The most obvious and delectable choice might be Lizzy Caplan’s Lula. She fumbles, fakes a good joke and pretends to be plain. A double act for Woody Harrelson, sleeping under a drive to fix sibling mismanagement; he’s a carthorse and speed racer at this editor’s bidding. Free to run in circles, Jesse Eisenberg reprises the same note sans violin. Perhaps the cello would hide his lowly pitch, stretched to capacity above a broken, sinking man o’ war.

Test tube dailies squelched into pleasing shape, while passing through the hoops of intestinal mastery.
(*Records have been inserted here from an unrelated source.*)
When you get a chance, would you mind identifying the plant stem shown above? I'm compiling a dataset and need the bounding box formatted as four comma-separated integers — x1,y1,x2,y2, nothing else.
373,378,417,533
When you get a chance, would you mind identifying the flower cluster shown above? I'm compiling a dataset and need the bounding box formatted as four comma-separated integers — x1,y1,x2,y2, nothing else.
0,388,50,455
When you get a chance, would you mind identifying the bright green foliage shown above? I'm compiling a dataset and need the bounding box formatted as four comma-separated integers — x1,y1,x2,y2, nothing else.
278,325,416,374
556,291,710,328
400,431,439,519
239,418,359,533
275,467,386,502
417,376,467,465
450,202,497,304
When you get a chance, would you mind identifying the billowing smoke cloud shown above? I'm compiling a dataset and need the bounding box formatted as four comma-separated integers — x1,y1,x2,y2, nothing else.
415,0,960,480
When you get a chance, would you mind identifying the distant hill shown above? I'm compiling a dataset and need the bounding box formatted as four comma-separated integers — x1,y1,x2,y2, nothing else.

See Mark Ruffalo’s boyhood expression over magical seesaw… disappearing in view of the most anxious spotlight.

The tedium in a restless back, slavish honesty and a lie too good to be considered otherwise; all these things don’t apply to Now You See Me 2. Like a trick show, the magician proves just as fortuitous as the elephant in front of him.

On that note, here’s a poem:

The trick might be over there

as special effects appear.

Stage stepping a matter of course

for ready minds and the new horse.

 

Thinking up new ways to please

Now You See Me 2 discards the cheese.

Tired of cons or a fly-on-the-wall?

Dispassionate thinking undone by chain and ball.

 

Something in this grand total

might match the original.

Again the act could surprise

if open minds reprise.

(Released by Summit Entertainment and rated "PG-13" for violence and some language.)